“Bye. Talk soon. I love you. “I hang up the phone. I just fleshed out the Christmas plans with my sister. She is the closest family we have near and will be spending dinner at her house. We are keeping plans and times loose. I will call her after my kids open their gifts. No pressure of schedules. We can spend the morning in our pajamas! This is new to us. We spent year after year rushing to get out of the house to visit family in the next city. Spend all day there and have to travel back in the same day. It made for an exhausting time. I can’t stop smiling at the new plan.
Also, what makes us giddy for this Christmas is last year we didn’t know if my sister would make it to this one. She spent last year in the hospital healing from her second cancer surgery. As a family, we spent Christmas lunch in the hospital cafeteria. Even though the kids had fun, it was the bleakest, darkest Christmas ever.

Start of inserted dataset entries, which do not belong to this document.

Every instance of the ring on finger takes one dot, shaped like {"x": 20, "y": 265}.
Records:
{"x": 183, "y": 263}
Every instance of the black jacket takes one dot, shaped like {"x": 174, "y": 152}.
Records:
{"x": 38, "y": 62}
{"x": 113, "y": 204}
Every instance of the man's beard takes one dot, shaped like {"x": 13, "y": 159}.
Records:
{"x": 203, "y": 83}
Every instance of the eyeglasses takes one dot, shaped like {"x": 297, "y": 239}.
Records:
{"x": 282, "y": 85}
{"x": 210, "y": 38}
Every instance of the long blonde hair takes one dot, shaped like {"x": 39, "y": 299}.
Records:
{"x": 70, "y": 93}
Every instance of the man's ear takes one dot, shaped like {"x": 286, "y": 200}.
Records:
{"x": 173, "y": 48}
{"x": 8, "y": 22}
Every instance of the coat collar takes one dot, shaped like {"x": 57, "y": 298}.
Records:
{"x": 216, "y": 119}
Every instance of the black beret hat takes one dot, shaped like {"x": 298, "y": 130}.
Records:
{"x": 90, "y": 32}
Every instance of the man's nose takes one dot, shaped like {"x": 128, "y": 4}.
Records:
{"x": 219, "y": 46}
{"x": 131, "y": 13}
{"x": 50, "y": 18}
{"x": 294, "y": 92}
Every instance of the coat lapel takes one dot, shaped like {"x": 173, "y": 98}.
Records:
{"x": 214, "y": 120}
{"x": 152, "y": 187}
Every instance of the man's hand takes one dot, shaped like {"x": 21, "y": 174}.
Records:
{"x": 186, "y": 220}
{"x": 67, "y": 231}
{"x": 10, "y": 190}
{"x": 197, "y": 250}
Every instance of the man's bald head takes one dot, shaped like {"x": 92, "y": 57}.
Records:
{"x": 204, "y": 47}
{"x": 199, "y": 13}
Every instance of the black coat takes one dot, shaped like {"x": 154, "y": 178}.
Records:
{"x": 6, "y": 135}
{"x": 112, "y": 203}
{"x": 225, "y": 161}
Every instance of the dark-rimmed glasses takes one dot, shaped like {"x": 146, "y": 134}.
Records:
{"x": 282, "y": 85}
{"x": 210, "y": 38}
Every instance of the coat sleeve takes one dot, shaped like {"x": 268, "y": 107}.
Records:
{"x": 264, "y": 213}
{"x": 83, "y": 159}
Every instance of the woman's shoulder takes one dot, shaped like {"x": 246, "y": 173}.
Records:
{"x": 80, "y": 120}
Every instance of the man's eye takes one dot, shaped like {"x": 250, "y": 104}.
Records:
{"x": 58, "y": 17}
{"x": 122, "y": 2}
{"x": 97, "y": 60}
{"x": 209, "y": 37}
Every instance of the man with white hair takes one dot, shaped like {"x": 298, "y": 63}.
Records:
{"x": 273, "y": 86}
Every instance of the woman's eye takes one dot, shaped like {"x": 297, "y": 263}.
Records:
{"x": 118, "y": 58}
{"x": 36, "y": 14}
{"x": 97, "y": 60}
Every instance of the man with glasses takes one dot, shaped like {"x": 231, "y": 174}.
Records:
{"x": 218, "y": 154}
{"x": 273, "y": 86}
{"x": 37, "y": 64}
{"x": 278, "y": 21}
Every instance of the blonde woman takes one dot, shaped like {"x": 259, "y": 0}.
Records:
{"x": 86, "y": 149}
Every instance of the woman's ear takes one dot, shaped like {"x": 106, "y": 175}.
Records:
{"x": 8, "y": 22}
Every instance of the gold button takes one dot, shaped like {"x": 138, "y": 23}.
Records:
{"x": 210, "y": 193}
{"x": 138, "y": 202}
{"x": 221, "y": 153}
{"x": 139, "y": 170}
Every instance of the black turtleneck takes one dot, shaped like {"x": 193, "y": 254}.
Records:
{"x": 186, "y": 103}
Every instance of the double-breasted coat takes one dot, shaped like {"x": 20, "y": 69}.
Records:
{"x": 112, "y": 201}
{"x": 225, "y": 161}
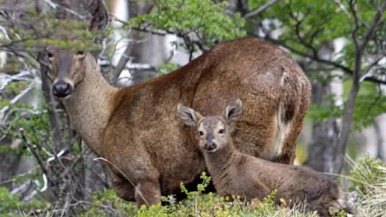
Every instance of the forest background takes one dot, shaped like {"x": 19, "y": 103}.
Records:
{"x": 46, "y": 168}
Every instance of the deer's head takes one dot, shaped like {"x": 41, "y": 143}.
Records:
{"x": 213, "y": 131}
{"x": 68, "y": 66}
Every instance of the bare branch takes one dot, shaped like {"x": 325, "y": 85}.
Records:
{"x": 261, "y": 9}
{"x": 345, "y": 69}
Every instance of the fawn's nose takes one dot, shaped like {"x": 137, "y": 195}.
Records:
{"x": 210, "y": 146}
{"x": 61, "y": 89}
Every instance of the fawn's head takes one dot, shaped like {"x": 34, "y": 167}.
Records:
{"x": 213, "y": 131}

I once dreaded this Christmas for another reason. I turned 38 two months ago. It’s the age my mother died. Rationally I know that I might not have the same fate as her. The fear is still emblazed on my heart. Once my sister was in the clear for the second time, it was my wake-up call. Life is too short. It takes more energy to be negative than happy.

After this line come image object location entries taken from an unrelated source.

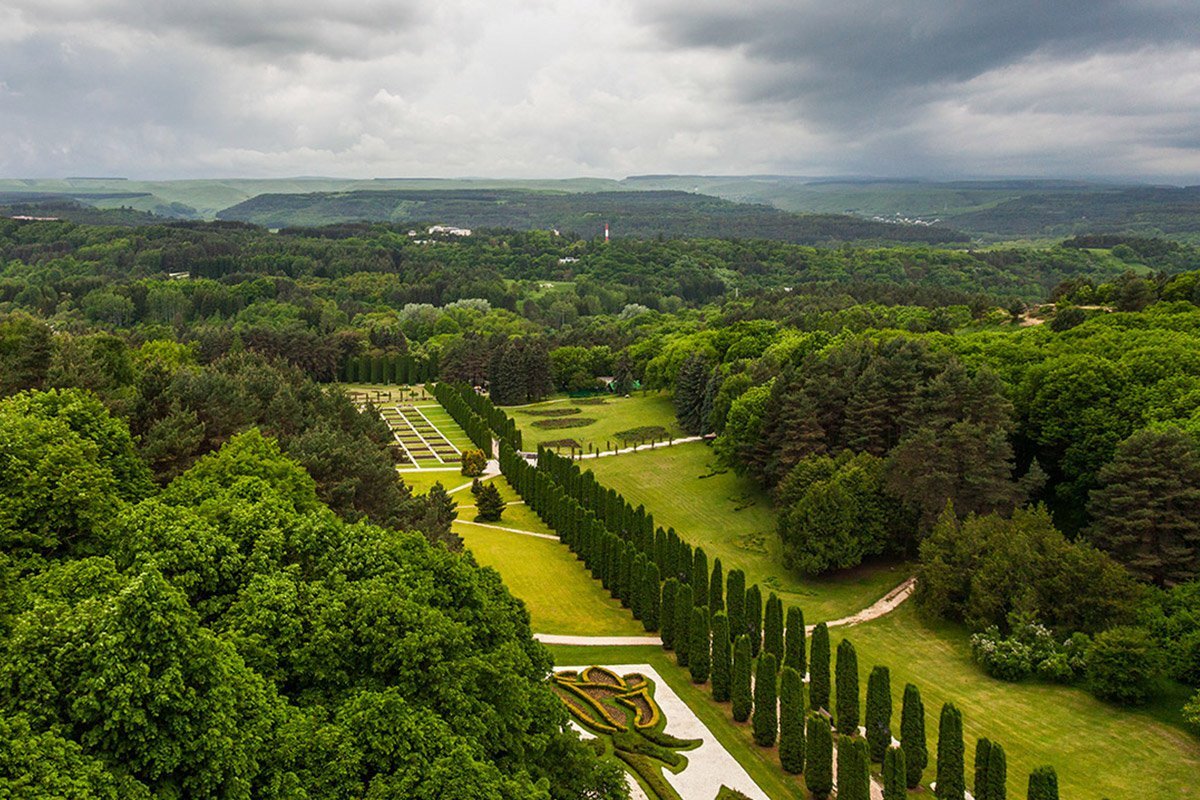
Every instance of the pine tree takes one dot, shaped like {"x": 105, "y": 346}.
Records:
{"x": 951, "y": 783}
{"x": 791, "y": 721}
{"x": 793, "y": 641}
{"x": 766, "y": 702}
{"x": 819, "y": 668}
{"x": 700, "y": 655}
{"x": 846, "y": 713}
{"x": 723, "y": 666}
{"x": 879, "y": 713}
{"x": 983, "y": 758}
{"x": 682, "y": 636}
{"x": 912, "y": 735}
{"x": 741, "y": 690}
{"x": 666, "y": 612}
{"x": 819, "y": 756}
{"x": 894, "y": 775}
{"x": 1043, "y": 785}
{"x": 736, "y": 602}
{"x": 754, "y": 618}
{"x": 853, "y": 769}
{"x": 717, "y": 588}
{"x": 773, "y": 627}
{"x": 997, "y": 774}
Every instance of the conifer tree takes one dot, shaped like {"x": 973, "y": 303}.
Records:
{"x": 736, "y": 602}
{"x": 819, "y": 756}
{"x": 879, "y": 713}
{"x": 793, "y": 641}
{"x": 791, "y": 721}
{"x": 773, "y": 627}
{"x": 1043, "y": 785}
{"x": 754, "y": 619}
{"x": 766, "y": 702}
{"x": 912, "y": 735}
{"x": 741, "y": 691}
{"x": 723, "y": 665}
{"x": 983, "y": 758}
{"x": 847, "y": 689}
{"x": 853, "y": 770}
{"x": 700, "y": 654}
{"x": 683, "y": 624}
{"x": 666, "y": 612}
{"x": 894, "y": 775}
{"x": 951, "y": 782}
{"x": 717, "y": 588}
{"x": 819, "y": 668}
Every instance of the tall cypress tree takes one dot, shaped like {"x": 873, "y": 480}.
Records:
{"x": 754, "y": 618}
{"x": 997, "y": 774}
{"x": 983, "y": 758}
{"x": 846, "y": 713}
{"x": 819, "y": 756}
{"x": 853, "y": 769}
{"x": 723, "y": 663}
{"x": 791, "y": 721}
{"x": 736, "y": 602}
{"x": 894, "y": 775}
{"x": 879, "y": 713}
{"x": 766, "y": 702}
{"x": 666, "y": 613}
{"x": 819, "y": 668}
{"x": 700, "y": 655}
{"x": 793, "y": 641}
{"x": 912, "y": 735}
{"x": 773, "y": 627}
{"x": 743, "y": 699}
{"x": 1043, "y": 785}
{"x": 682, "y": 636}
{"x": 717, "y": 588}
{"x": 951, "y": 782}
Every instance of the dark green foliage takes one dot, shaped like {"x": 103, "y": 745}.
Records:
{"x": 912, "y": 735}
{"x": 723, "y": 657}
{"x": 773, "y": 627}
{"x": 879, "y": 713}
{"x": 1043, "y": 783}
{"x": 791, "y": 721}
{"x": 795, "y": 655}
{"x": 742, "y": 697}
{"x": 736, "y": 601}
{"x": 766, "y": 701}
{"x": 819, "y": 756}
{"x": 894, "y": 775}
{"x": 682, "y": 633}
{"x": 853, "y": 769}
{"x": 754, "y": 618}
{"x": 700, "y": 655}
{"x": 951, "y": 764}
{"x": 819, "y": 668}
{"x": 849, "y": 703}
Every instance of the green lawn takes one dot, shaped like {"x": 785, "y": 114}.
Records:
{"x": 615, "y": 415}
{"x": 761, "y": 763}
{"x": 733, "y": 519}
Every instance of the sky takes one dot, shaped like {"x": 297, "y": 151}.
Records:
{"x": 939, "y": 89}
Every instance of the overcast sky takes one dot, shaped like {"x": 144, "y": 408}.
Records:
{"x": 606, "y": 88}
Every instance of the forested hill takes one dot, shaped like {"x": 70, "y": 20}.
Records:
{"x": 628, "y": 214}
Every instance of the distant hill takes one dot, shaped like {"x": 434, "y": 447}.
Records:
{"x": 629, "y": 214}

I owe it to my children to make their tinsel memories filled with delights, not darkness. My mom gave me that gift. I only knew what she really went through when I was older. My daughters are very perceptive to how I feel. That motivates me to be a better mom by being happy with the now.
I will work on giving my mother’s only grandchildren the same happy and positive mom she gave me. It feels so freeing to not only survive being motherless, but thriving by rewriting my story. I confirm the details with my husband. He, too, looks forward to not rushing on Christmas Day and celebrating our small and happy family.
Our daughters come running in and we make a family hug. I love how this Christmas will be the best one because we will be together, in happiness.